High-quality data can help an organization achieve competitive advantages and continuously deliver innovative, market-leading products. Poor quality data will deliver bad outcomes and create bad products, and that can break the business.
The data pipelines that feed and transform data for consumption are increasingly complex. The pipelines can break at any point due to data errors, poor logic, or the necessary resources not being available to process the data. The challenge for every data team is to get their data reliability established as early in the data journey as possible and thus, create data pipelines that are optimized to perform and scale to meet an enterprise's business and technical needs.
In the context of data observability, "shift left" refers to a proactive approach of incorporating observability practices early in the data lifecycle. It is a concept borrowed from software development methodologies, where it emphasizes addressing potential issues and ensuring quality at the earliest stages of development.

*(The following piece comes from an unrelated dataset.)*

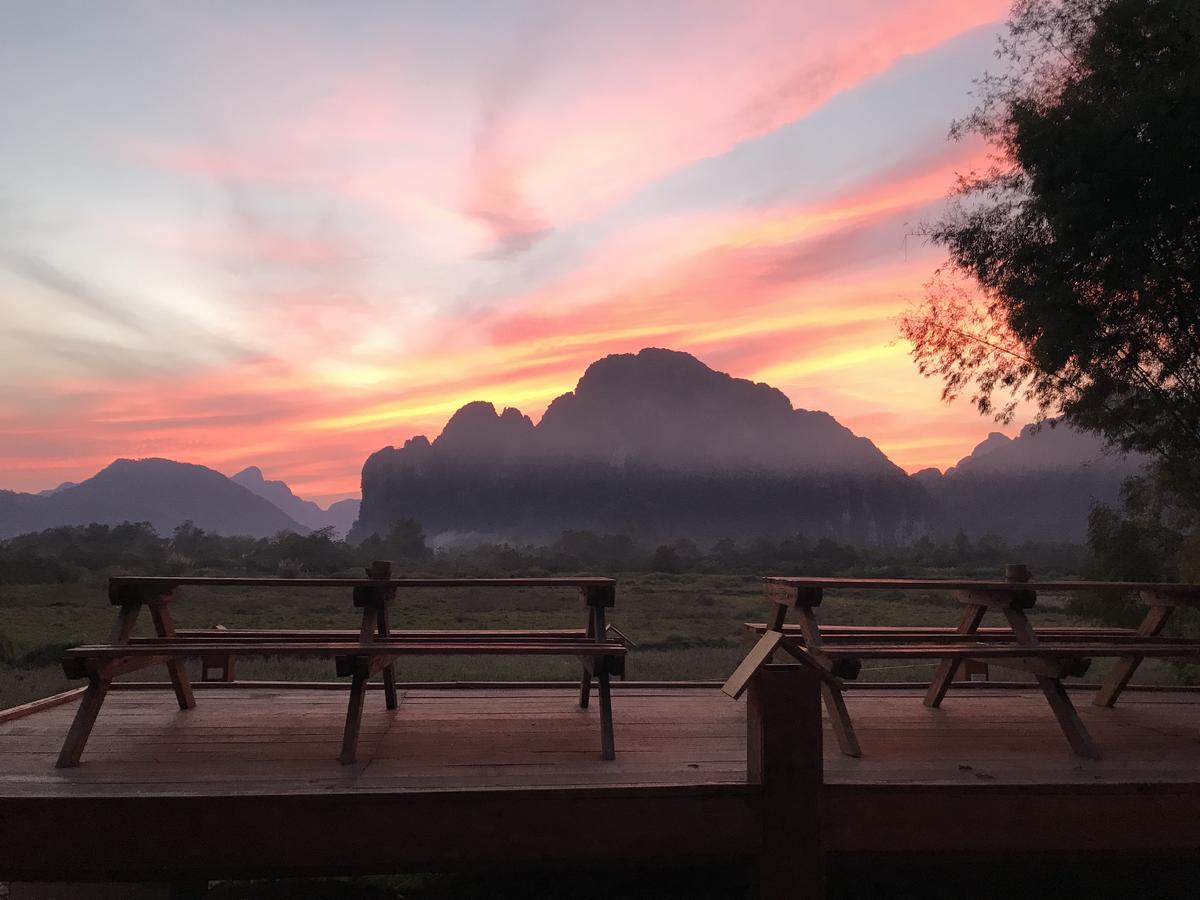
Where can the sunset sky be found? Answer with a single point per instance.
(288, 234)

When applied to data observability, shifting left means integrating observability practices and tools into the data pipeline and data infrastructure from the beginning, rather than treating it as an afterthought or applying it only in the later stages. The goal is to catch and address data quality, integrity, and performance issues as early as possible, reducing the chances of problems propagating downstream.

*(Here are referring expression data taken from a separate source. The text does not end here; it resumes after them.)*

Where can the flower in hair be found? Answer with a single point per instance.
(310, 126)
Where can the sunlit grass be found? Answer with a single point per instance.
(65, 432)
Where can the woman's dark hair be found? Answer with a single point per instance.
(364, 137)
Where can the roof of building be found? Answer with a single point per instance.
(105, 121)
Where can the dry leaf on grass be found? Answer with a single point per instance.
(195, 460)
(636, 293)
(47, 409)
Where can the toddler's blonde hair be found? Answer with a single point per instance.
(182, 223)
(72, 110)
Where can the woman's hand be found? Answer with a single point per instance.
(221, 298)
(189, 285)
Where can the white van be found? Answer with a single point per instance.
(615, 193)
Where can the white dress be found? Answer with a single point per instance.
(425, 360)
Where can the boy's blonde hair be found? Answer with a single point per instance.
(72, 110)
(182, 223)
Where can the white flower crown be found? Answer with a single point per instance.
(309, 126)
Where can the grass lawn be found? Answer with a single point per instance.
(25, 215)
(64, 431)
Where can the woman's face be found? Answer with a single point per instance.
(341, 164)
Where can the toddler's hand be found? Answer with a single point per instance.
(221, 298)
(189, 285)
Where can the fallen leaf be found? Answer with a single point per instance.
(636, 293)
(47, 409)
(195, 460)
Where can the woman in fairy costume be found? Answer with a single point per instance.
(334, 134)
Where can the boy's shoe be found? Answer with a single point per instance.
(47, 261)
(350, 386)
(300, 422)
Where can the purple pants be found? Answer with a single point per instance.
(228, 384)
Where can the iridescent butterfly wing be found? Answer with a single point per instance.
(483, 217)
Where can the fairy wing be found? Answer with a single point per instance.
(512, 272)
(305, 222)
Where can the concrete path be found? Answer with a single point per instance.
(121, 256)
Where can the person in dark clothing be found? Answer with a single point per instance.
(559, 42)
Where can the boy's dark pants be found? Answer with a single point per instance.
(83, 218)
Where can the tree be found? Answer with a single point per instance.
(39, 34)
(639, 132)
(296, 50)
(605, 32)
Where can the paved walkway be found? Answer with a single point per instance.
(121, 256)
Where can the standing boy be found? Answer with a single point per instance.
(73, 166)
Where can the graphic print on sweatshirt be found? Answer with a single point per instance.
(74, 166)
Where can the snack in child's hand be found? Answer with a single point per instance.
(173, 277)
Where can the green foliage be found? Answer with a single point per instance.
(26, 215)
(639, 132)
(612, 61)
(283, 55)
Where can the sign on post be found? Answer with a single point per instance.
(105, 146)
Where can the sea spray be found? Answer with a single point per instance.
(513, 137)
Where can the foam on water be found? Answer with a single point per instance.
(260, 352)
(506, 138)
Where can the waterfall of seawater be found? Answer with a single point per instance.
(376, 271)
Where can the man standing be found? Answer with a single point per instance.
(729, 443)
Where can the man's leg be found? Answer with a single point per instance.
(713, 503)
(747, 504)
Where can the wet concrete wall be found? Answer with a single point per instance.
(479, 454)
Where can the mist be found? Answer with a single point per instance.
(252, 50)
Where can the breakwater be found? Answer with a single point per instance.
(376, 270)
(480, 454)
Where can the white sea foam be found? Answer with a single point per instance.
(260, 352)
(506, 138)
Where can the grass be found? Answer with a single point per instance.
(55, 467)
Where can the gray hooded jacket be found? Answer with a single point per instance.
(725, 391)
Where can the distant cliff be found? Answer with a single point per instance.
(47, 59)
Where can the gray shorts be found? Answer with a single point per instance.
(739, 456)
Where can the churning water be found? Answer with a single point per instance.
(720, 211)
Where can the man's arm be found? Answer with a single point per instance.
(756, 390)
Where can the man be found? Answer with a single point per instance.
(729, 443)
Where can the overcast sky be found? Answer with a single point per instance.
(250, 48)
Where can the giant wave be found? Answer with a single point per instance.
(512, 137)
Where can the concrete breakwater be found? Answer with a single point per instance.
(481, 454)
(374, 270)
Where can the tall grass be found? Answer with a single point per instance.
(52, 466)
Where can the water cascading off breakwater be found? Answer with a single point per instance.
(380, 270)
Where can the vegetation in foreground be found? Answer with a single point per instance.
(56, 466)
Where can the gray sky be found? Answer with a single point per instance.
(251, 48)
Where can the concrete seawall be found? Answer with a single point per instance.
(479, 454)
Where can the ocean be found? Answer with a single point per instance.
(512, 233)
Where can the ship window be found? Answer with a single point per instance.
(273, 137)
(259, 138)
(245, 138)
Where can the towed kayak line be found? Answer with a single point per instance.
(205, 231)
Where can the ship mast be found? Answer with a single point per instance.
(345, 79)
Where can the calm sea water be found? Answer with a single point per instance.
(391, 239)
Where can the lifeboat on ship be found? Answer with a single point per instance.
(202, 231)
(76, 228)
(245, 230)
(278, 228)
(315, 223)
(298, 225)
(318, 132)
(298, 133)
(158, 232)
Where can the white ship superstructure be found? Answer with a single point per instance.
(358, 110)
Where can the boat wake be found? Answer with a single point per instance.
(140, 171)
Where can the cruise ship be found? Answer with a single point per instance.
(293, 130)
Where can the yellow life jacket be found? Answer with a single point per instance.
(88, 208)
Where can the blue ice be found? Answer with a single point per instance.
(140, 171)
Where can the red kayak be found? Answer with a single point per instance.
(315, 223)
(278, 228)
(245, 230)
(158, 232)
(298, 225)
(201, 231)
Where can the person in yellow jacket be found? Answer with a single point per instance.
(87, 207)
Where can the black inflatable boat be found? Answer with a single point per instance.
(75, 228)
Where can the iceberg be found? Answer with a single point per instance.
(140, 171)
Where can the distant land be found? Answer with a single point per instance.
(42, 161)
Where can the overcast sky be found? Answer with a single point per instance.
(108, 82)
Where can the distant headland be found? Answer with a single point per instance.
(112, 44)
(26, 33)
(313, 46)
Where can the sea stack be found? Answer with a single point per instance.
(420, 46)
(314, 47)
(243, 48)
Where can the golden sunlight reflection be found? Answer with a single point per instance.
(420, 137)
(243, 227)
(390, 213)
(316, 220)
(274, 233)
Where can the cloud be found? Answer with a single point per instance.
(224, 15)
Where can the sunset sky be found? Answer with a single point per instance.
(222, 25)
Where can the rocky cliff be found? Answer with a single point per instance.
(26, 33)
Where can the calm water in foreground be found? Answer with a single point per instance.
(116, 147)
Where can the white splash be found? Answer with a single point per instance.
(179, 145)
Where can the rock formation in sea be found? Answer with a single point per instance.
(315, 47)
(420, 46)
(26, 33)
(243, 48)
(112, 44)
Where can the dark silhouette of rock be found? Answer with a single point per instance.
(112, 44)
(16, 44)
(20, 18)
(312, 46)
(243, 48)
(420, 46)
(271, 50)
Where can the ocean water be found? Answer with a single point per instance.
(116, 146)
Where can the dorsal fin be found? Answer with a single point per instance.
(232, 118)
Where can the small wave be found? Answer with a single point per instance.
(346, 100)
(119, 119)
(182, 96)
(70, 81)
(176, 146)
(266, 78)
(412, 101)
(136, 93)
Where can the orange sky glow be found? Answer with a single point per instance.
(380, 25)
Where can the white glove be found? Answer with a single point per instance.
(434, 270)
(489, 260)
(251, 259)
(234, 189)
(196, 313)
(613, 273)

The data within the data pipelines that manage data supply chains typically operate in one of three sections:
- The data landing zone, where source data is fed
- The transformation zone, where data is transformed into its final format
- The consumption zone, where data is in its final format and is accessed by users
In the past, most organizations would only apply data quality tests in the final consumption zone due to resource and testing limitations. The role of modern data reliability is to check data in any of these three zones as well as to monitor the data pipelines that are moving and transforming the data.
Cost Implications of Poor Data
In software development, as well as other processes, there is the “1 x 10 x 100 Rule” which applies to the cost of fixing problems at different stages of the process. It says that for every $1 it costs to detect and fix a problem in development, it costs $10 to fix the problem when that problem is detected in the QA/staging phase, and $100 to detect and fix it once the software is in production. In essence, it’s far more cost-effective to fix it as early as possible.

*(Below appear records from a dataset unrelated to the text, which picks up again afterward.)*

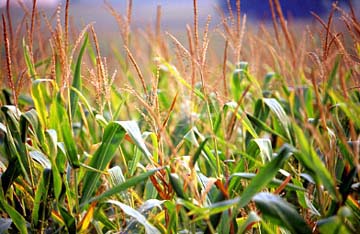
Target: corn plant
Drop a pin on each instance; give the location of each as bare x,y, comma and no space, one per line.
263,138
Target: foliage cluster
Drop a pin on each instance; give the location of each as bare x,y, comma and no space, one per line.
181,138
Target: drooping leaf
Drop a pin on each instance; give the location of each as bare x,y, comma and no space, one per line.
149,228
265,176
77,83
41,209
123,186
113,135
282,212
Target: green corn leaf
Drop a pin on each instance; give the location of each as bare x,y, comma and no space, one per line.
273,183
263,126
63,125
38,93
307,155
77,79
280,115
15,144
70,221
15,216
113,135
275,208
265,176
40,209
149,228
242,117
5,225
198,153
31,118
177,185
250,220
123,186
40,158
51,138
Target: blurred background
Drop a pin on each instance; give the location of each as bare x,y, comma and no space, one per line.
176,14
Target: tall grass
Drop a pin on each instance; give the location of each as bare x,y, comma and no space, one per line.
260,138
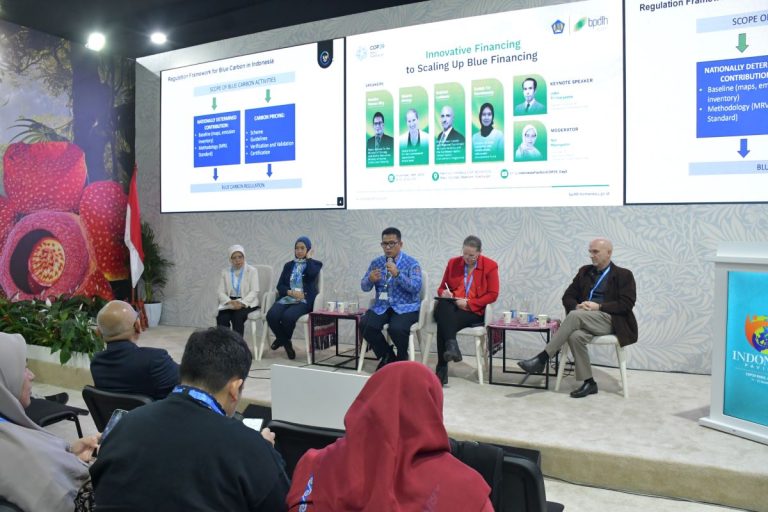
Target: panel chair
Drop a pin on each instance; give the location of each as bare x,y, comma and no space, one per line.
621,355
259,317
523,487
479,333
415,332
103,403
293,440
46,412
303,321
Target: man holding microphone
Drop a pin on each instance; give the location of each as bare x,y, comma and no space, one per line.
396,278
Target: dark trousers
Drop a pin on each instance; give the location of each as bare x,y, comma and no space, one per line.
399,330
282,319
234,317
450,320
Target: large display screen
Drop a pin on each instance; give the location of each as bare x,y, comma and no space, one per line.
697,101
256,132
522,108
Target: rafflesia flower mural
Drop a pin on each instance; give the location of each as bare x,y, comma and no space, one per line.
57,234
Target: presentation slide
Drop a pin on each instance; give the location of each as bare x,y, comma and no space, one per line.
697,101
256,132
523,108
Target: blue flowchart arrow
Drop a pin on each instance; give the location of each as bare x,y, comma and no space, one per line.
743,151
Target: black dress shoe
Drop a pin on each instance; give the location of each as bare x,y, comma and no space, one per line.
388,357
452,352
588,388
59,398
442,374
532,365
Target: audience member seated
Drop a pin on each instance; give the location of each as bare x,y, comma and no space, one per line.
40,472
396,278
297,289
599,301
473,281
238,291
187,452
124,367
395,454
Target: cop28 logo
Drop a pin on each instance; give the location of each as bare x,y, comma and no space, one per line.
756,330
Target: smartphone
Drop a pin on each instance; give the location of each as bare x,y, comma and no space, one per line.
117,414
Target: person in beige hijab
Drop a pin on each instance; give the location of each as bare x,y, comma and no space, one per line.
41,472
238,291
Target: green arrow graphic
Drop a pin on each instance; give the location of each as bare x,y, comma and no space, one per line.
742,43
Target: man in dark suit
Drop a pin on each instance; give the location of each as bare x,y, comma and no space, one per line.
599,301
380,141
449,134
124,367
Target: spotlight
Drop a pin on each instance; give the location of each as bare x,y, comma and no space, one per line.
158,38
96,41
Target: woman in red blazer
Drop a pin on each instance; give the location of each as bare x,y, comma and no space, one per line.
470,282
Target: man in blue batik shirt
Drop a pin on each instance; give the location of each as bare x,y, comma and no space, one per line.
396,278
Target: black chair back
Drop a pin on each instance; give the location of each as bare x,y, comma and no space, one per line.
47,412
293,440
102,403
523,486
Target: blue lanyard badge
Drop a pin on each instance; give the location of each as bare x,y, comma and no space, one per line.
236,286
605,272
201,397
468,284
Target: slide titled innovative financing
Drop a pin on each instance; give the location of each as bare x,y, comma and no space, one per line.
523,108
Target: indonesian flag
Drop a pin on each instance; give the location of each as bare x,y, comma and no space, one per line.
133,231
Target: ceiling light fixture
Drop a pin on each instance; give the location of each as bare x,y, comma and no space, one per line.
158,38
96,41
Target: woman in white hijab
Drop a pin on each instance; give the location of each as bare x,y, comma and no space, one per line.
40,472
238,291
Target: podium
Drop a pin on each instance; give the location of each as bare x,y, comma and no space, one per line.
739,395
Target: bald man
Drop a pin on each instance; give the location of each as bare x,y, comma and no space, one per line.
598,301
124,367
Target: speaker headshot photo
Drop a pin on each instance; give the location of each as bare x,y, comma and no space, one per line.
380,141
531,142
533,101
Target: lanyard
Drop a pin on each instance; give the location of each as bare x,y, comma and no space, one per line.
200,397
608,269
236,287
468,285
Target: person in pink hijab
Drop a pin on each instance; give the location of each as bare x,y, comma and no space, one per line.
395,455
40,471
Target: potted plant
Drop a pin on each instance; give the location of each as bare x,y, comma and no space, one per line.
62,324
155,275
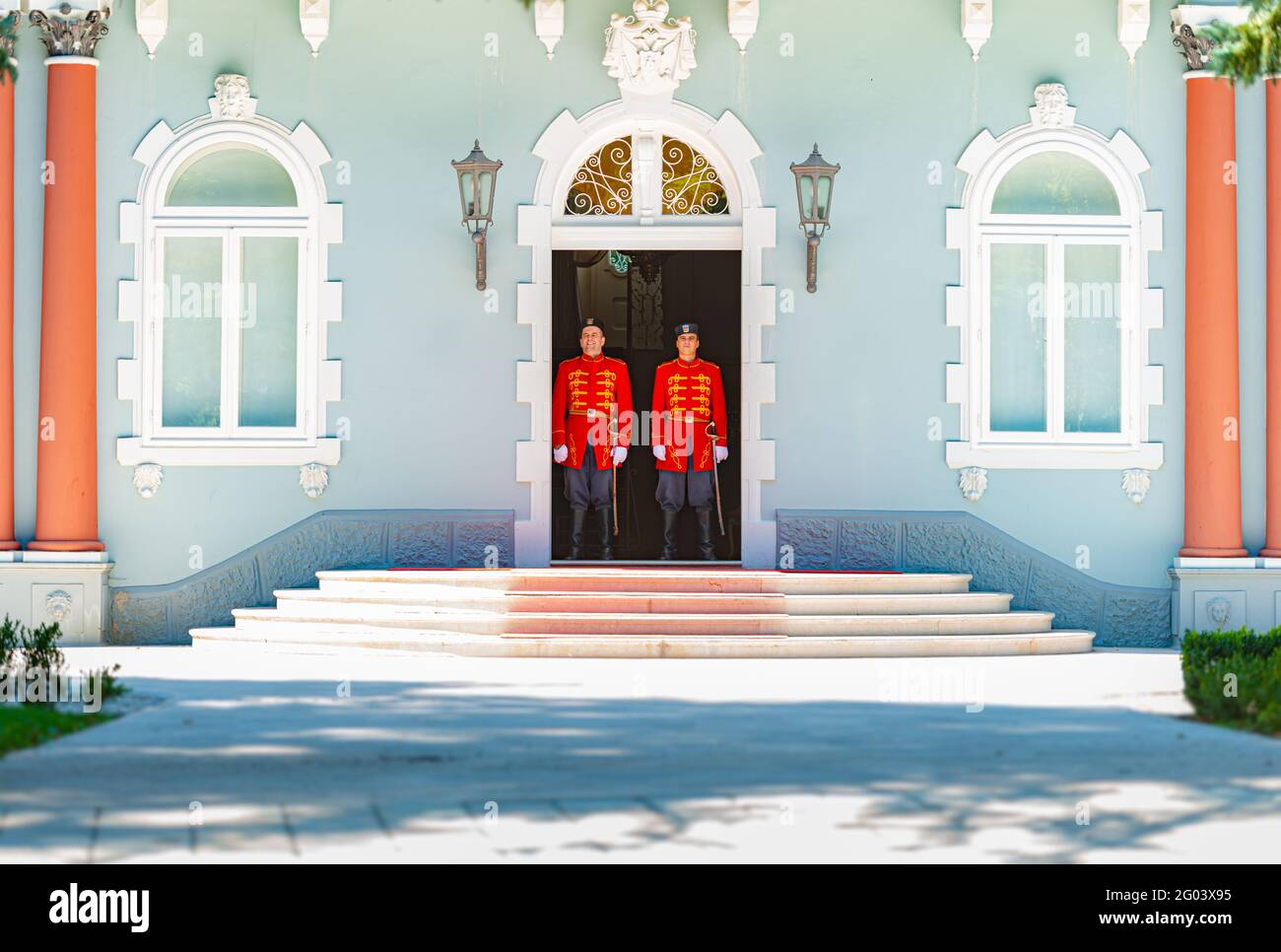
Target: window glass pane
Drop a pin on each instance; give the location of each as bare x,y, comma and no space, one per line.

The same rule can be applied to data pipelines and supply chains. For every $1 it costs to detect and fix a problem in the landing zone, it costs $10 to detect and fix a problem in the transformation zone, and $100 to detect and fix it in the consumption zone.
To effectively manage data and data pipelines, data incidents need to be detected as early as possible in the supply chain. This helps data teams optimize resources, control costs, and produce the best possible data product.
Shift-left Data Reliability
We mentioned earlier how data supply chains have gotten increasingly complex. This complexity is manifested through things like:
- The increasing number of sources that are being fed.
- The sophistication of the logic used to transform the data.
- The number of resources required to process the data.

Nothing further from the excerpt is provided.